Peringatan Hari Sumpah Pemuda setiap 28 Oktober menjadi momen bersejarah, menggemakan ikrar persatuan: "Kami putra dan putri Indonesia, mengaku bertumpah darah yang satu, tanah air Indonesia; berbangsa yang satu, bangsa Indonesia; menjunjung bahasa persatuan, bahasa Indonesia." Ikrar ini, lahir dari semangat pemuda 1928, menandai tonggak kebangkitan nasional. Hari Sumpah Pemuda bukan hanya perayaan, tetapi panggilan untuk terus bergerak, bersatu, menghadapi tantangan zaman.
Sejarah mencatat, pemuda selalu menjadi penggerak perubahan. Pada era kolonial, mereka menjadi pilar perjuangan bangsa. Kini, semangat ini hidup dalam diri siswa-siswi MA Fatwa Alim, yang terinspirasi untuk berkontribusi bagi Indonesia melalui nilai keislaman dan kebangsaan, sejalan dengan tema Hari Sumpah Pemuda ke-97 tahun 2025: "Pemuda Pemudi Bergerak, Indonesia Bersatu."
MA Fatwa Alim membentuk generasi muda berjiwa Sumpah Pemuda: bersatu, kreatif, dan berdaya saing di era digital.
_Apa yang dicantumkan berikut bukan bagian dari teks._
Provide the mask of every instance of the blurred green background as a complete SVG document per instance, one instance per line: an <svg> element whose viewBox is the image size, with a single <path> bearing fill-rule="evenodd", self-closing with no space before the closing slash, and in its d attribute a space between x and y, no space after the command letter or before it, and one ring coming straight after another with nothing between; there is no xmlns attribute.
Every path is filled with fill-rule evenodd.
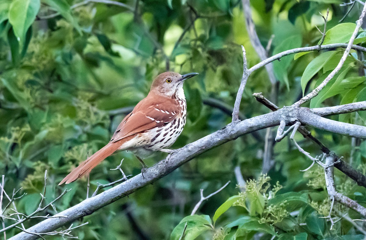
<svg viewBox="0 0 366 240"><path fill-rule="evenodd" d="M246 50L249 67L259 61L250 43L240 0L120 2L126 5L72 0L0 1L0 173L5 175L5 189L8 194L20 187L20 192L27 193L16 201L20 212L29 214L38 207L46 169L46 202L65 188L72 189L56 202L58 212L85 199L85 178L67 186L57 184L86 159L88 151L92 154L109 142L122 120L147 94L152 80L160 73L171 70L200 74L185 84L188 119L172 147L175 149L230 122L230 108L243 72L240 45ZM315 26L322 30L324 24L318 12L325 14L330 8L327 29L330 29L339 24L351 7L340 6L340 3L337 0L251 1L261 44L265 47L274 35L269 56L317 44L321 35ZM362 6L356 3L352 7L342 23L354 23L358 19ZM351 32L354 28L351 24L346 29ZM363 44L366 38L362 38L362 34L358 44ZM347 62L351 68L349 74L358 76L359 69L362 71L365 67L364 58L363 54L352 53ZM306 92L315 86L323 73L334 68L343 52L337 54L339 58L336 55L322 69L324 73L321 70L315 72L313 80L307 85L305 83L303 86ZM272 87L276 88L274 91L278 94L278 99L272 100L279 106L291 105L298 100L302 96L303 73L318 55L311 52L296 60L290 55L274 62L279 81L277 86L271 85L264 68L254 72L245 90L241 113L249 118L268 112L251 94L262 92L269 97ZM352 85L347 91L342 88L341 92L325 97L318 105L364 100L365 94L359 95L365 86L364 74L361 76L357 88ZM350 89L355 92L345 95ZM359 97L355 98L356 96ZM345 96L348 98L345 99ZM227 106L225 111L213 104L218 102ZM338 117L332 118L338 120ZM343 121L364 124L363 116L356 113L341 117ZM348 162L351 160L354 166L366 169L363 165L366 157L365 142L357 140L352 147L349 138L311 130L332 150ZM254 136L243 136L196 158L153 185L80 220L76 225L86 221L89 224L74 230L73 234L84 239L170 239L174 228L190 214L199 200L200 189L204 189L206 196L231 180L227 187L204 202L197 213L212 217L219 206L239 191L236 187L236 166L240 167L246 180L259 177L265 133L265 130ZM296 137L312 156L321 154L317 146L300 135ZM352 151L352 149L355 150ZM269 173L272 179L269 182L275 185L279 181L284 186L279 193L305 193L307 198L310 193L313 195L307 204L291 205L287 213L285 208L281 209L284 210L281 214L291 220L288 222L295 222L294 225L281 219L267 222L268 227L274 228L279 234L290 234L283 235L285 239L290 239L286 236L301 233L305 238L298 239L335 239L337 236L339 239L362 239L356 238L363 235L347 221L340 221L330 231L329 221L318 218L319 214L327 212L322 207L330 207L320 169L315 166L305 175L299 171L311 163L287 138L276 143L273 153L274 165ZM159 154L145 163L152 166L165 156ZM122 169L127 175L141 172L140 163L130 153L118 152L92 172L92 190L97 182L105 183L122 178L119 171L109 169L123 158ZM366 199L364 188L355 186L339 173L336 174L337 182L343 185L340 187L342 192L358 198L360 202ZM319 205L311 206L311 201ZM346 213L361 217L339 207L335 217ZM301 211L302 218L291 216L289 213L292 210ZM13 212L10 209L7 211ZM51 208L45 212L52 215L55 210ZM254 216L260 217L263 214L255 213ZM198 238L224 239L230 228L222 226L248 214L244 208L231 208L219 219L215 229L205 232ZM25 225L30 226L39 220L31 220ZM5 221L5 225L12 222ZM302 223L306 222L316 222L318 227L302 227ZM271 239L268 231L256 226L244 231L246 233L237 239ZM13 229L7 233L8 236L19 231ZM264 233L253 237L257 232ZM172 235L172 239L176 237Z"/></svg>

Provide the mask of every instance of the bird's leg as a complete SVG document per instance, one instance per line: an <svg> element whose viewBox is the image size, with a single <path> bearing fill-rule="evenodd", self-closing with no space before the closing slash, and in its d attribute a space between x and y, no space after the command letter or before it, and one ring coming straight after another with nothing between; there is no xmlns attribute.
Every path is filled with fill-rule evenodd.
<svg viewBox="0 0 366 240"><path fill-rule="evenodd" d="M142 159L140 158L139 157L136 155L135 156L136 156L136 157L137 158L137 159L138 159L139 161L140 161L140 162L141 163L141 164L142 165L142 168L141 169L141 174L142 174L142 177L145 178L145 177L143 176L143 173L146 171L146 170L147 168L147 165L145 164L145 163L143 162Z"/></svg>
<svg viewBox="0 0 366 240"><path fill-rule="evenodd" d="M175 151L175 150L172 150L172 149L165 149L164 148L163 148L159 150L160 152L168 152L169 154L168 156L167 156L167 158L169 159L170 158L170 155L172 155L173 152Z"/></svg>

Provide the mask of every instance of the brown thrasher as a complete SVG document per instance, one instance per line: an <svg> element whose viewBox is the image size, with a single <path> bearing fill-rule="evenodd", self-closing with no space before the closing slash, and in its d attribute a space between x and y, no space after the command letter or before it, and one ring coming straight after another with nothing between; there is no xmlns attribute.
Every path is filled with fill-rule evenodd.
<svg viewBox="0 0 366 240"><path fill-rule="evenodd" d="M184 75L173 72L160 74L153 81L147 96L123 119L109 142L82 162L59 184L66 184L88 174L117 150L131 151L141 158L154 151L171 152L171 146L186 123L187 104L183 91L184 80L198 74Z"/></svg>

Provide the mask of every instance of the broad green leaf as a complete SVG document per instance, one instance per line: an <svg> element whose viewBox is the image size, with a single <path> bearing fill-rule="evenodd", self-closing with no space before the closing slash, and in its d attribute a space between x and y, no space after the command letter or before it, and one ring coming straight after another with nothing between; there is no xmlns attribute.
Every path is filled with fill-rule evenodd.
<svg viewBox="0 0 366 240"><path fill-rule="evenodd" d="M11 1L10 0L0 1L0 23L8 19L9 7Z"/></svg>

Siswa-siswi didorong menciptakan inovasi, seperti konten digital tentang persatuan atau kampanye melawan hoaks, mencerminkan ikrar 1928. Berbekal keilmuan dan akhlak mulia, mereka siap memimpin gerakan menuju Indonesia yang harmoni dan maju.
Hari Sumpah Pemuda ke-97 tahun 2025 mengajak siswa-siswi MA Fatwa Alim bergerak aktif, menggali potensi, dan berkolaborasi untuk mewujudkan Indonesia bersatu. Terinspirasi ikrar pemuda, mereka menjadi lentera harapan, menerangi masa depan bangsa melalui aksi nyata dan solidaritas.